No podría precisar en
qué momento histórico se produjo, pero sucedió: la izquierda dejó
de pensar que el sistema al que se enfrentaba era incompatible con su
visión de la existencia humana como vida digna y emancipada, libre y
autónoma; abandonó su raíz ética primigenia y empezó a pensar
resignadamente que sólo compartiendo los exitosos principios de la
modernidad liberal-socialdemócrata, le cabía alguna posibilidad de alcanzar el
poder, aún manteniendo cierta retórica de la lucha de clases, que
constituye su diferencial electoral. Así, la querencia por el poder
(estado) y el dinero (capital) se convirtieron en programa totalitario, global y común de
las izquierdas, las derechas y de todas sus facciones y derivadas,
moderadas y extremistas.
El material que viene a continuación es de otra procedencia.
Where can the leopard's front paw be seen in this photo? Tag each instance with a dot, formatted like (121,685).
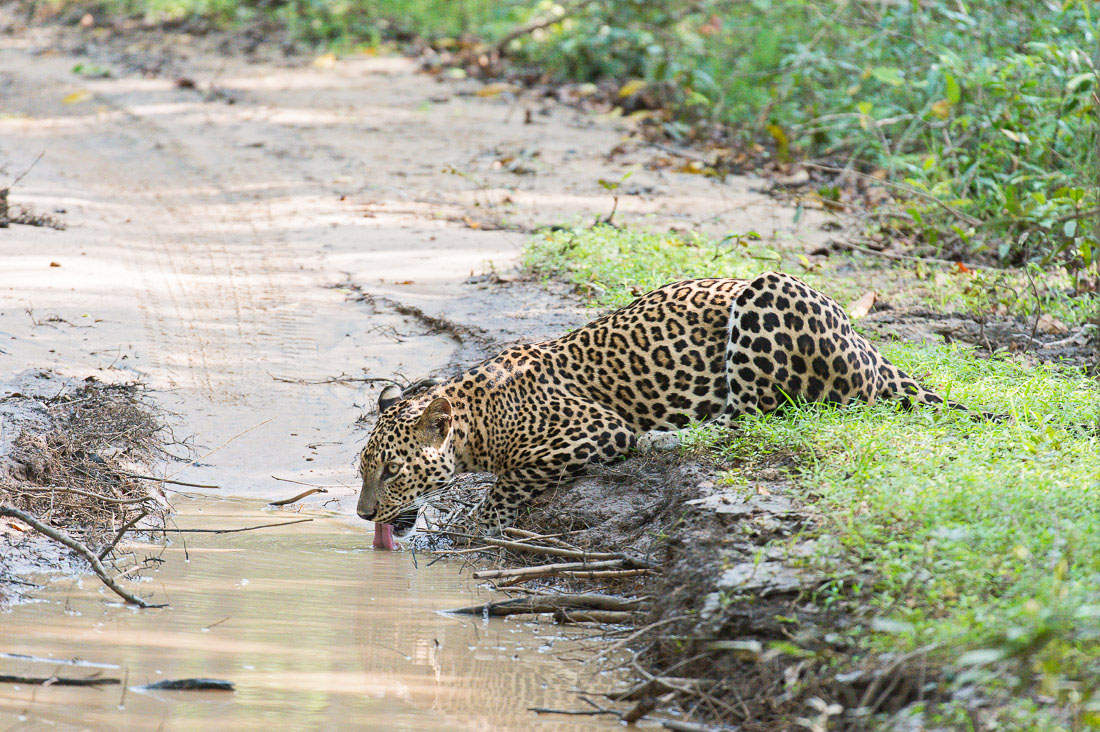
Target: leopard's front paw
(658,441)
(493,517)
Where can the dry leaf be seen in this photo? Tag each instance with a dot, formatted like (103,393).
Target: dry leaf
(77,97)
(630,87)
(1049,325)
(495,89)
(692,166)
(862,306)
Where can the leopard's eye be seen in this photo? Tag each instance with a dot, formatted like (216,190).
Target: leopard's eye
(389,470)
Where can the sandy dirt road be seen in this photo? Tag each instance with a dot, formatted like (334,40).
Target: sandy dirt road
(212,233)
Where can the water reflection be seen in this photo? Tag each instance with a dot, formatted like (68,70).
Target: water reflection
(315,629)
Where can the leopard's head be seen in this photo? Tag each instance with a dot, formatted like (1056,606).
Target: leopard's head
(408,455)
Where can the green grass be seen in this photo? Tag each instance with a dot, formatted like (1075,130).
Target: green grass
(974,537)
(980,112)
(982,538)
(980,115)
(614,265)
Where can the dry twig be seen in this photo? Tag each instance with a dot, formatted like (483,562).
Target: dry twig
(79,548)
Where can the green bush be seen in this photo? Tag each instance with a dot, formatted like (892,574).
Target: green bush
(983,111)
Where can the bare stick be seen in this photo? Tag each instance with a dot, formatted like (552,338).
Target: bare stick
(334,380)
(118,537)
(612,574)
(616,616)
(677,725)
(300,482)
(574,712)
(550,603)
(57,680)
(219,531)
(79,548)
(204,457)
(546,569)
(518,33)
(297,498)
(899,258)
(570,554)
(166,480)
(531,536)
(642,708)
(29,168)
(106,499)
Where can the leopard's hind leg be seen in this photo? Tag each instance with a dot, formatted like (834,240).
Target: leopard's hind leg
(788,340)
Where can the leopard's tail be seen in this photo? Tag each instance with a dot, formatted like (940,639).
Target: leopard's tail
(899,385)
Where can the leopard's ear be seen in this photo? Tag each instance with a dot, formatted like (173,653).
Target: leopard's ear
(435,424)
(389,396)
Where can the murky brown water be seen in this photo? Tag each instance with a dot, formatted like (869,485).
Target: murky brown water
(315,629)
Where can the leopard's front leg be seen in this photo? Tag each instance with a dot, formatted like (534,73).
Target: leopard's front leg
(551,463)
(514,492)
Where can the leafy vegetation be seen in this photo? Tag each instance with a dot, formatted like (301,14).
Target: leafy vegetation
(970,543)
(980,537)
(982,113)
(614,265)
(980,116)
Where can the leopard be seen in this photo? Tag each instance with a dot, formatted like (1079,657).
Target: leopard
(695,351)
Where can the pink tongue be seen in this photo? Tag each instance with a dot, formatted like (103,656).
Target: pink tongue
(384,537)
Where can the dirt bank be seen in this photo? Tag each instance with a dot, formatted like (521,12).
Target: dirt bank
(72,456)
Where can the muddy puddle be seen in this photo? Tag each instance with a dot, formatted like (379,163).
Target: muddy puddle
(315,629)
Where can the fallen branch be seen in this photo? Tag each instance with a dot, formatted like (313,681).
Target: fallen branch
(219,531)
(895,257)
(677,725)
(569,554)
(167,480)
(342,379)
(550,603)
(612,616)
(189,685)
(543,570)
(79,548)
(118,537)
(574,712)
(299,496)
(58,680)
(531,536)
(105,499)
(657,686)
(611,574)
(639,710)
(546,22)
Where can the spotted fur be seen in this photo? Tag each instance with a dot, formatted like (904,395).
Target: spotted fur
(701,350)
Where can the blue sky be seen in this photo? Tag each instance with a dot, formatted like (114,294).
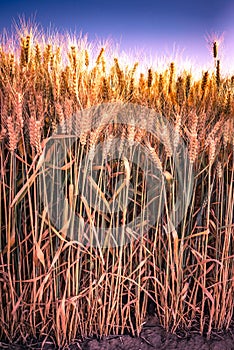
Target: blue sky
(153,26)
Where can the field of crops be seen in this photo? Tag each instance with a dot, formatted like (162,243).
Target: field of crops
(118,244)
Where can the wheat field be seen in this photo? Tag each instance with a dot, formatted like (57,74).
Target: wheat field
(52,285)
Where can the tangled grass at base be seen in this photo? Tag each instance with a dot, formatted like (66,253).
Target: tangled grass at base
(53,286)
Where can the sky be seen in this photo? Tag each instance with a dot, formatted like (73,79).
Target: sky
(151,26)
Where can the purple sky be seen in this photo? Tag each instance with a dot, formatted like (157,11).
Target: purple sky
(153,26)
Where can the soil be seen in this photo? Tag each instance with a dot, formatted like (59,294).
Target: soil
(152,337)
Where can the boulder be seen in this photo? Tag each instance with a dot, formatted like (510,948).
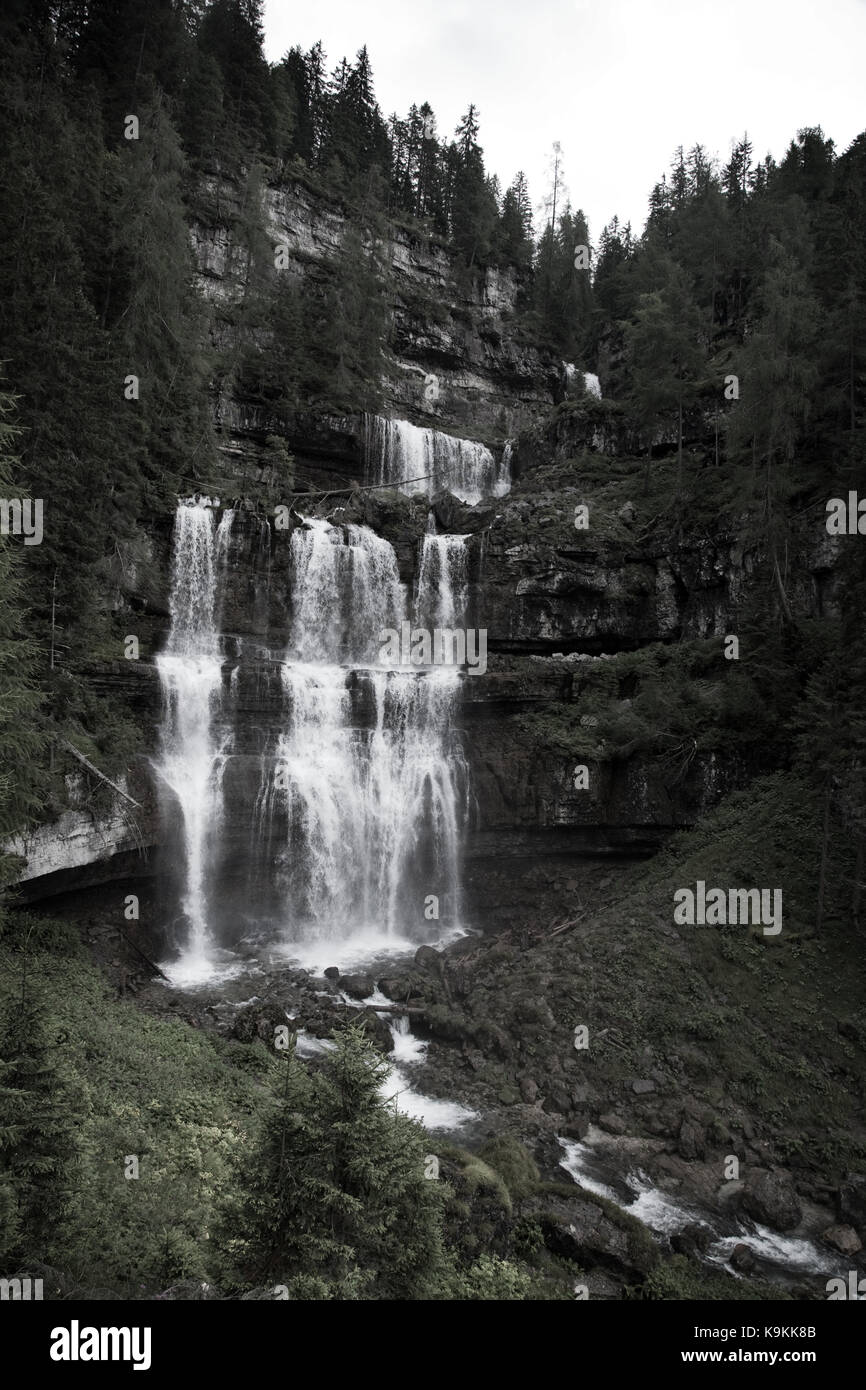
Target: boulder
(357,986)
(691,1140)
(851,1201)
(585,1232)
(377,1030)
(772,1200)
(742,1258)
(843,1239)
(428,959)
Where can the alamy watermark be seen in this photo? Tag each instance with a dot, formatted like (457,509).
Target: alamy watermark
(21,516)
(434,647)
(21,1289)
(705,906)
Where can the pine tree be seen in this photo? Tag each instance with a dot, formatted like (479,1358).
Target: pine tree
(22,742)
(36,1130)
(334,1198)
(666,356)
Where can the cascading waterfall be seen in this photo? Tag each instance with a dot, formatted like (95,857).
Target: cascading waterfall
(362,809)
(442,588)
(416,460)
(191,758)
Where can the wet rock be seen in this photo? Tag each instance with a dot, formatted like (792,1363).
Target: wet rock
(577,1127)
(691,1140)
(556,1102)
(377,1030)
(399,988)
(692,1240)
(843,1239)
(357,986)
(585,1232)
(257,1020)
(428,959)
(772,1200)
(851,1201)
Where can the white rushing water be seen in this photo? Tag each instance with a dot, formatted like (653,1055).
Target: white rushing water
(191,759)
(356,827)
(362,808)
(416,460)
(667,1215)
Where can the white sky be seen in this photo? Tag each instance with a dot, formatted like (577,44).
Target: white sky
(617,82)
Así, la retórica antifascista de las
izquierdas se quedó hueca de todo contenido, al sumarse a la misma
fe estatalista del fascismo y a la misma creencia “progresista”
de la burguesa modernidad, compartiendo la misma promesa de más dinero y más
orden, estado, el mismo orden jerárquico impuesto a la sociedad, sin
lograr su disimulo con meras diferencias estéticas y puramente
anecdóticas, ni repeinados, ni con rastas o rapados.